Es wird so weitergehen: „Wir wissen, daß die Verluste der Wirtschaft hoch sind“, erklärt ein Sprecher des E-Werks, „aber wir können es nicht ändern.“ Ohne Stromrationierung könne bereits im Juli die Energieversorgung gänzlich zusammenbrechen. Wie lange werden mittelständische Betriebe unter diesen Umständen noch konkurrenzfähig sein? „Kleinere Industrieunternehmen und Krankenhäuser und das gesamte Handwerk drohen zu verschwinden“, warnte jetzt eine Tageszeitung in Nairobi.

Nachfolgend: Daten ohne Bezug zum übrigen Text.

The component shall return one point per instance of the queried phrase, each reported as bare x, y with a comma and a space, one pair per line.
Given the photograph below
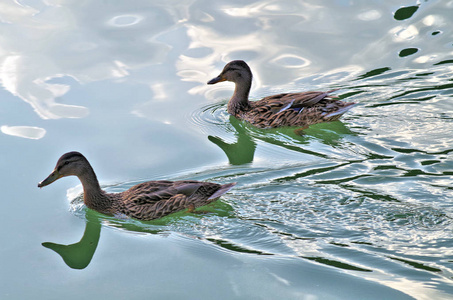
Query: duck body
283, 110
144, 201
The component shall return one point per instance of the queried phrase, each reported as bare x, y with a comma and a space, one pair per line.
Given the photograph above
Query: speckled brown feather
305, 109
144, 201
282, 110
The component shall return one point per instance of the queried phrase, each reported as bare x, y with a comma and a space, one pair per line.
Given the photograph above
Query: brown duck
144, 201
289, 109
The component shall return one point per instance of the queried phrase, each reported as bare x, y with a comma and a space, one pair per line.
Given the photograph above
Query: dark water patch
337, 264
407, 52
416, 265
404, 13
373, 73
236, 248
448, 61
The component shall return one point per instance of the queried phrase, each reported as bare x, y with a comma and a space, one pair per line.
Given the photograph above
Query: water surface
355, 209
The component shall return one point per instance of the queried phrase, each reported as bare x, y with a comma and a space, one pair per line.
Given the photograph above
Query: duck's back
294, 109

Die Dürre trifft Kenia zu einem Zeitpunkt, zu dem die Wirtschaft ohnehin zunehmend unter Druck gerät. Die Inflation liegt bei mehr als 20 Prozent, die Tourismusbranche — wichtigster Devisenbringer des Landes — meldet Einbußen, ausländische Investitionen gehen zurück, und im Entwicklungshilfebereich drohen Kürzungen aufgrund der angespannten politischen Lage. Daß anstatt der seit Wochen erwarteten langen Regenfälle bisher nur ein paar Wolkenbrüche über dem Land niedergegangen sind, müßte so tragisch nicht sein— hätte es nicht schon seit einem Jahr viel zuwenig geregnet.

So aber sind die Vorräte von Mais und Reis laut der Welternährungsorganisation FAO „unter das Minimum einer strategischen Reserve“ gefallen. Die Ernteaussichten sind schlecht. Nahrungsmittel müssen importiert werden — aber Kenias Regierung wird nach Einschätzung der FAO höchstens die Hälfte des Bedarfs aus eigener Tasche bezahlen können. Die Organisation schätzt, daß bis Juni 252.000 Tonnen Mais und 40.000 Tonnen Reis als Hilfsgüter nach Kenia geliefert werden müssen. Insgesamt werden im Land rund eine Million Menschen von Nahrungsmittelhilfe abhängig sein, haben das Welternährungsprogramm WFP und die kenianische Regierung ausgerechnet.

Ein dringender Appell an die Geberländer stieß bislang auf taube Ohren: „Der Appell kam sehr spät, wohl auch deshalb, weil die am schlimmsten betroffene Bevölkerung im Norden Kenias in Nairobi keine Lobby hat und nicht ganz oben auf der Prioritätenliste der Regierung steht“, meint ein westlicher Experte. „Und es ist ja der ganze Südosten Afrikas von der Dürre betroffen. Die dafür zur Verfügung stehenden Hilfsmittel sind schon zugeteilt worden, und wenn alles weg ist, dann wird's eben schwierig.“

Im Norden Kenias sterben die Nomaden

Für viele Nomaden im Norden Kenias ist die Lage inzwischen nicht mehr nur schwierig, sondern dramatisch: „Da sterben mittlerweile die Leute“, sagt ein Diplomat, der die Region kürzlich bereist hat. „Es ist eine absolute Katastrophe, weil in der Gegend die Leute ja nur von Vieh leben und nichts anbauen.“ Das Vieh verdurstet in der öden Halbwüste: Mehr als die Hälfte der Ziegen, Schafe und Rinder und sogar 15 Prozent der zähen Kamele sind Schätzungen ausländischer Experten zufolge bereits verendet. Bereits im Februar hatten Mitarbeiter der katholischen Kirche von einem rapiden Anstieg der Zahl unterernährter Kinder in der Gegend berichtet.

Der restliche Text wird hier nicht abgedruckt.